Multiple sclerosis (“MS”) is a complex neurological disorder that causes injury to the protective sheath of the nerves in the brain and spinal cord.  It comes in many forms and can have effects that vary from balance problems, visual disturbance, widespread muscle pain, fatigue and mental fogginess.  The limitations experienced by those who suffer from MS vary so greatly because the body system affected is dependent on which part of the brain the disease has affected.  A common form of multiple sclerosis, relapsing/remitting, typically results in discrete periods of intense symptoms followed by long periods of relative improvement in symptoms.

For those who suffer from relapsing/remitting MS, it can be difficult to get approved for disability benefits.  This is true because of the long periods of relative improvement in their condition called remissions.  However, remission is a deceptive term.  Actually, people with relapsing/remitting MS often continue to suffer from debilitating limitations of function even between periods of acute symptomology referred to as “attacks”.  For this reason, it is imperative that your neurologist is willing to acknowledge you would continue to suffer from limitations of function even in between your attacks.  For instance, during an attack an MS sufferer might have trouble even walking.  However, even when they are able to walk again, they might still suffer from extreme fatigue and mental fogginess.

In order to be considered disabled on the basis of MS, you must have a relationship with a neurologist who is willing to acknowledge your specific limitations of function in detail.  In order for your neurologist to be able to do this, you must tell them what your limitations are.  Too often, I talk to people who do not adequately describe their daily limitations of function to their doctor.  Unless your doctor knows, she cannot treat you properly and she cannot tell me what your limitations are.  It is also critical that you are fully compliant with all recommended treatment.

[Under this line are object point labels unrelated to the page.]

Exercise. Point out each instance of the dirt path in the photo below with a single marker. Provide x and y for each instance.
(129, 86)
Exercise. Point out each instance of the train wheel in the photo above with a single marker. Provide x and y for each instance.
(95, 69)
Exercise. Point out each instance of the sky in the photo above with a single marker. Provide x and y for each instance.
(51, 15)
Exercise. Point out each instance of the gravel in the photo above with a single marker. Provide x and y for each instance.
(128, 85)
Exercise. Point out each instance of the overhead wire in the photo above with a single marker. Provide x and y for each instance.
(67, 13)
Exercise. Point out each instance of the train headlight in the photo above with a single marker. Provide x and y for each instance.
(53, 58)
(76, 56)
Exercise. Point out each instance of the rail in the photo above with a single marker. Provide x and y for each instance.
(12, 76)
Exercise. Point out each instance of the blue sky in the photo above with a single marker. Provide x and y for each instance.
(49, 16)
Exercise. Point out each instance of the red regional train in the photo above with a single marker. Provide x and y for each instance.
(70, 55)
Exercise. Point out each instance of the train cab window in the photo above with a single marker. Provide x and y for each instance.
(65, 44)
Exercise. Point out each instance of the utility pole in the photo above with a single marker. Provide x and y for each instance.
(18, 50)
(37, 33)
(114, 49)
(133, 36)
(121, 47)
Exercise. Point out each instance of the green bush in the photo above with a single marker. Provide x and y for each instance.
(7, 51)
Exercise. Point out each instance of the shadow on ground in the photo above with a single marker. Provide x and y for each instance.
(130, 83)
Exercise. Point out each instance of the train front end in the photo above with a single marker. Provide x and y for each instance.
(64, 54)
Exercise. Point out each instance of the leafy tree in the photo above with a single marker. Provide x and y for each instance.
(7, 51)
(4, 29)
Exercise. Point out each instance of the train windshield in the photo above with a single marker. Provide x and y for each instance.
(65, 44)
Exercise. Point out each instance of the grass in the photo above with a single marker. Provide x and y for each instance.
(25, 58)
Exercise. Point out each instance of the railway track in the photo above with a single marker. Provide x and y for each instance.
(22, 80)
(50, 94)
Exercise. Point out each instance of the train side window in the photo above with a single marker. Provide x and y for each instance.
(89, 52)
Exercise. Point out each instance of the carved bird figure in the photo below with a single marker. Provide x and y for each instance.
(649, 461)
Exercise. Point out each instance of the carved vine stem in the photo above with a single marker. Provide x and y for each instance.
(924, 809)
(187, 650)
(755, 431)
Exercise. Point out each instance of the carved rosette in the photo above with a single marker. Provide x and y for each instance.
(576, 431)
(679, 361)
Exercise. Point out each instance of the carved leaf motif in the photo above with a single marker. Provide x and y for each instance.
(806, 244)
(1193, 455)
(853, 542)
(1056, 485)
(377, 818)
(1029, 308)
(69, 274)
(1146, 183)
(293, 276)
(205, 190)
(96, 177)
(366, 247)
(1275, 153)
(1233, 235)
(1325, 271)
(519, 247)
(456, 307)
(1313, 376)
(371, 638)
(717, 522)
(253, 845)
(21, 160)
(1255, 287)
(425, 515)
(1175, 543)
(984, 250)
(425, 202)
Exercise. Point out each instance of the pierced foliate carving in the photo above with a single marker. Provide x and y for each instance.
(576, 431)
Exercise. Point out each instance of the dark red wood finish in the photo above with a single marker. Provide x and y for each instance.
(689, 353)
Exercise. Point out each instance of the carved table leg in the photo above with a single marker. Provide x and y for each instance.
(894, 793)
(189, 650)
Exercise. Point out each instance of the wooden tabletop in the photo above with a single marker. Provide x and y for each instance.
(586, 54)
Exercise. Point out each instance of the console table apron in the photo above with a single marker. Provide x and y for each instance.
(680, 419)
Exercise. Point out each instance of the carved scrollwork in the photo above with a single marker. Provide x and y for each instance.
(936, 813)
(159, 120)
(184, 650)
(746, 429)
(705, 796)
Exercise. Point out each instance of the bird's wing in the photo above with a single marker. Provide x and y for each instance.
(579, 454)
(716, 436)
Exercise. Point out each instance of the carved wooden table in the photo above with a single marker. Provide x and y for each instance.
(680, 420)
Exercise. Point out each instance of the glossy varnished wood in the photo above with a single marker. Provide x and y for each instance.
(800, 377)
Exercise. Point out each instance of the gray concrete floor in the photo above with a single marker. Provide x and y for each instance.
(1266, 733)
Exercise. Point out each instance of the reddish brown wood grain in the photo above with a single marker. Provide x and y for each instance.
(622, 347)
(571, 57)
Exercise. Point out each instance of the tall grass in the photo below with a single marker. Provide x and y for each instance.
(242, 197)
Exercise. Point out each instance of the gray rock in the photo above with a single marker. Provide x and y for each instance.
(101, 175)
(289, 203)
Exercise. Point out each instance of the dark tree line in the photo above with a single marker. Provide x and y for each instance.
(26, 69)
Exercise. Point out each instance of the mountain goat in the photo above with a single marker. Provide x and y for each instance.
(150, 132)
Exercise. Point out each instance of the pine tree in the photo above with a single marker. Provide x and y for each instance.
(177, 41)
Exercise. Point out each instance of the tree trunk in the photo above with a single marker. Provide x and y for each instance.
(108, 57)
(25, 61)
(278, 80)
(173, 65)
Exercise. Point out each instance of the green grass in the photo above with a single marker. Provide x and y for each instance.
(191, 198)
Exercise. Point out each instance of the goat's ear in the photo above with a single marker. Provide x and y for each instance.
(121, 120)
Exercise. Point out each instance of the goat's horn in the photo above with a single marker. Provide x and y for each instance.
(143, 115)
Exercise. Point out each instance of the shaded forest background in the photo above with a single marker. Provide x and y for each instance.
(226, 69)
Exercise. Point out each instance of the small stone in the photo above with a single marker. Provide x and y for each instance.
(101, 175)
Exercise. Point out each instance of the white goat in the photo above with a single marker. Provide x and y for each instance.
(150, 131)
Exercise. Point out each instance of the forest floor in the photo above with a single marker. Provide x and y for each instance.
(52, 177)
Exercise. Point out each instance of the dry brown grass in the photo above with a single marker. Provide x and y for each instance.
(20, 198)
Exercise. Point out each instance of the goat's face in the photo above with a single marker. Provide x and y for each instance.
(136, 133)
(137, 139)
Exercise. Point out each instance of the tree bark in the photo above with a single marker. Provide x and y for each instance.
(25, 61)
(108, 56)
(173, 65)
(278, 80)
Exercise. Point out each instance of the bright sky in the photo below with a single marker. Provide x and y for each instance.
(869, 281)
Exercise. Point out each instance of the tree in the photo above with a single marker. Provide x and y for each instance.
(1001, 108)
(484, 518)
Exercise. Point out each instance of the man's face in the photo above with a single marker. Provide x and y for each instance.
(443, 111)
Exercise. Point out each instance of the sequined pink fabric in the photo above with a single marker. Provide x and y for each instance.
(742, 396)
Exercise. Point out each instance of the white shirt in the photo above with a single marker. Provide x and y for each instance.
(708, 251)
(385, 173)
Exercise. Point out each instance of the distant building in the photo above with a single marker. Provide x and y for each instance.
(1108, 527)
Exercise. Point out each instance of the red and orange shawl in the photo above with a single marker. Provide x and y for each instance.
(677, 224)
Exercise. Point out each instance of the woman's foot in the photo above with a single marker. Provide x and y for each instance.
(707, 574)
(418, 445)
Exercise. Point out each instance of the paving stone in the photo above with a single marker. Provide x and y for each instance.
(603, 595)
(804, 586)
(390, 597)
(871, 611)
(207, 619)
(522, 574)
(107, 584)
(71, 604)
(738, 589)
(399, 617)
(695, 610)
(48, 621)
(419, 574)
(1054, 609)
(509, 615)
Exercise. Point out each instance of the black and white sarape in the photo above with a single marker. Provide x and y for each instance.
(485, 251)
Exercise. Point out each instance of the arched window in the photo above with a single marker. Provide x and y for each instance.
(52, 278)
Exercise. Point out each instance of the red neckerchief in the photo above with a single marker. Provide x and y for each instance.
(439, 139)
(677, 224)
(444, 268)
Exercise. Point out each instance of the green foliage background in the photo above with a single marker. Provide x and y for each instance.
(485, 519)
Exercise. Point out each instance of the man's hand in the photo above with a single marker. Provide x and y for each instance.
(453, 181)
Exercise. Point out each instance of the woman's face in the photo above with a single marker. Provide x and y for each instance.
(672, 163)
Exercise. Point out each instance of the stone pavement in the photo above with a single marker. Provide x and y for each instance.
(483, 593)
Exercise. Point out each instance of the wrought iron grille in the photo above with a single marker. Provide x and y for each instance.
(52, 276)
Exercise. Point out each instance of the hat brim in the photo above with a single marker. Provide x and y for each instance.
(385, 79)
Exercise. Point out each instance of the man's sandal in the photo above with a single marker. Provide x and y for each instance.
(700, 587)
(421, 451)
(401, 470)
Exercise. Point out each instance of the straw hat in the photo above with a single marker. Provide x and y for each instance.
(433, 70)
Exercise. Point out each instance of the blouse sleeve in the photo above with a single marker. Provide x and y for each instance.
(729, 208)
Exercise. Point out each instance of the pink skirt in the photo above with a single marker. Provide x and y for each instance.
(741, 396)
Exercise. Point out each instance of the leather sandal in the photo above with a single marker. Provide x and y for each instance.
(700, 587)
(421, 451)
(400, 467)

Even if you are not disabled on the basis of MS alone, your symptoms could contribute to causing you limitations of function that, in combination with your other medical conditions, could limit you enough for you to be considered disabled.  If you are seeking disability benefits on the basis of MS alone, the Social Security Administration’s listing of impairments covers the requirements for that.  They are listed below.

11.09 Multiple sclerosisWith:

  1. Disorganization of motor function as described in 11.04B; or
  2. Visual or mental impairment as described under the criteria in 2.02, 2.03, 2.04, or 12.02; or
  3. Significant, reproducible fatigue of motor function with substantial muscle weakness on repetitive activity, demonstrated on physical examination, resulting from neurological dysfunction in areas of the central nervous system known to be pathologically involved by the multiple sclerosis process.